0
0
Apache Airflowdevops~5 mins

Sharing data between tasks effectively in Apache Airflow - Commands & Configuration

Choose your learning style9 modes available
Introduction
When you run multiple tasks in Airflow, sometimes one task needs to give information to another. Sharing data between tasks helps them work together smoothly without repeating work or losing important details.
When a task processes data and the next task needs that processed data to continue.
When you want to pass small results like file names or counts from one task to another.
When you want to avoid storing data outside Airflow and keep it inside the workflow.
When tasks run in sequence and depend on each other's outputs.
When you want to keep your workflow clean by sharing only necessary data between tasks.
Config File - my_dag.py
my_dag.py
from airflow import DAG
from airflow.operators.python import PythonOperator
from airflow.utils.dates import days_ago

def task_one(ti):
    data = 'Hello from task one'
    ti.xcom_push(key='message', value=data)

def task_two(ti):
    message = ti.xcom_pull(key='message', task_ids='task_one')
    print(f'Received message: {message}')

default_args = {
    'owner': 'airflow',
    'start_date': days_ago(1),
}

dag = DAG(
    'example_xcom_dag',
    default_args=default_args,
    schedule_interval=None,
    catchup=False
)

task_one = PythonOperator(
    task_id='task_one',
    python_callable=task_one,
    dag=dag
)

task_two = PythonOperator(
    task_id='task_two',
    python_callable=task_two,
    dag=dag
)

task_one >> task_two

This DAG defines two tasks using PythonOperator. task_one pushes a message using ti.xcom_push. task_two pulls that message with ti.xcom_pull and prints it.

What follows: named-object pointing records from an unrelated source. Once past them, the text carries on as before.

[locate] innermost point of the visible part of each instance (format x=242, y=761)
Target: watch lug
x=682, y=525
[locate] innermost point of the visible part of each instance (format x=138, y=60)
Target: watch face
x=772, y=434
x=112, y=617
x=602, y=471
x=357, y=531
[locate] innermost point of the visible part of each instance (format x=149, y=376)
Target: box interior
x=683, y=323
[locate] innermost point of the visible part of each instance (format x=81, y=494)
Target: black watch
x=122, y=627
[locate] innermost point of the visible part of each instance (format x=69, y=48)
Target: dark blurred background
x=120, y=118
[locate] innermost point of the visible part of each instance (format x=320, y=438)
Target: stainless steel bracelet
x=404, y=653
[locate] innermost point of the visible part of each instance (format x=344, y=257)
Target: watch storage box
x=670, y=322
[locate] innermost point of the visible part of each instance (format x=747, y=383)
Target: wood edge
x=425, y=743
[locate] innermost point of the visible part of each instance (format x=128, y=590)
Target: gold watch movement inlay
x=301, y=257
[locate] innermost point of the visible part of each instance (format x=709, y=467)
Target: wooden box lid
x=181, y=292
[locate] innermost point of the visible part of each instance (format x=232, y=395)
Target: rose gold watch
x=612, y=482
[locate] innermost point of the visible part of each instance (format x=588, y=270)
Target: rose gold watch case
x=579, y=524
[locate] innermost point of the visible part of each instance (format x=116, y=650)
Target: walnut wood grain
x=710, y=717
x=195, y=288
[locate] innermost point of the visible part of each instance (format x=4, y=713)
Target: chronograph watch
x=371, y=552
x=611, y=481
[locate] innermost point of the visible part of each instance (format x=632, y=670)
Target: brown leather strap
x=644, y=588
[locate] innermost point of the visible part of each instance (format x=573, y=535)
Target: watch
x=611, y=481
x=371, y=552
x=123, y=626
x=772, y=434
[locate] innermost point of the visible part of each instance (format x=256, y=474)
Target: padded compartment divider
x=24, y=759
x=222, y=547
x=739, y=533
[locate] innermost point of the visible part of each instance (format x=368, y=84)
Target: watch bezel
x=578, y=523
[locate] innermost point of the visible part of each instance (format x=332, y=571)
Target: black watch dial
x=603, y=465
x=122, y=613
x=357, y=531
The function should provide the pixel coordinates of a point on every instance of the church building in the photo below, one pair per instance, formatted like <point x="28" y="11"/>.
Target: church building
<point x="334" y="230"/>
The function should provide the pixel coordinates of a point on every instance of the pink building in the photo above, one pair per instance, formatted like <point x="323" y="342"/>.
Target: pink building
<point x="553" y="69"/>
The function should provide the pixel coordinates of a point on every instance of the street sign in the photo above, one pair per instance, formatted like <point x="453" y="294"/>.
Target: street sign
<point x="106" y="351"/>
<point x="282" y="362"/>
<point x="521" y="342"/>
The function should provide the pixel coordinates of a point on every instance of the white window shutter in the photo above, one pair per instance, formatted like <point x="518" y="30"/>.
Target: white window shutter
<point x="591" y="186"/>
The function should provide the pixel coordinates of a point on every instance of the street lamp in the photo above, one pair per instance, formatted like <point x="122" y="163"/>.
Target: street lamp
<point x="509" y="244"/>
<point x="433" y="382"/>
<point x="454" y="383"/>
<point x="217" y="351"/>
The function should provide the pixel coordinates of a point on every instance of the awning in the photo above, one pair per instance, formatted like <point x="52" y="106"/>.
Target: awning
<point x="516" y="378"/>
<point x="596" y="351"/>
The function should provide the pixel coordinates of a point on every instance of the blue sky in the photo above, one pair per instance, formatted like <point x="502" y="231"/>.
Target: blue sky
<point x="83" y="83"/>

The tasks run in order, so task_two receives data from task_one.

Commands
List all available DAGs to confirm your DAG file is loaded by Airflow.
Terminal
airflow dags list
Expected OutputExpected
example_xcom_dag
Trigger the DAG to start running the tasks and share data between them.
Terminal
airflow dags trigger example_xcom_dag
Expected OutputExpected
Created <DagRun example_xcom_dag @ 2024-06-01T12:00:00+00:00: manual__2024-06-01T12:00:00+00:00, externally triggered: True>
Check the logs of task_two to see the message it received from task_one.
Terminal
airflow tasks logs example_xcom_dag task_two --execution-date 2024-06-01T12:00:00+00:00
Expected OutputExpected
Received message: Hello from task one [2024-06-01 12:00:10,000] {logging_mixin.py:112} INFO - Running <TaskInstance: example_xcom_dag.task_two manual__2024-06-01T12:00:00+00:00 [success]>
--execution-date - Specify the exact run time of the DAG to get logs for that run
Key Concept

If you remember nothing else from this pattern, remember: use XComs to push data in one task and pull it in another to share information inside Airflow workflows.

Common Mistakes
Trying to share large files or big data directly through XComs.
XComs are meant for small pieces of data; large data can cause performance issues or failures.
Store large data in external storage like S3 or a database and pass only references or file paths via XComs.
Not specifying the correct task_id when pulling data with ti.xcom_pull.
If the task_id is wrong, the data won't be found and the task will get None or fail.
Always use the exact task_id of the task that pushed the data when calling ti.xcom_pull.
Assuming data pushed in one DAG run is available in another DAG run.
XCom data is tied to a specific DAG run and execution date; it does not persist across runs.
Use external storage or variables if you need data to persist beyond a single DAG run.
Summary
Define tasks that push and pull data using ti.xcom_push and ti.xcom_pull.
Trigger the DAG and verify data sharing by checking task logs.
Use XComs for small data sharing within the same DAG run and task sequence.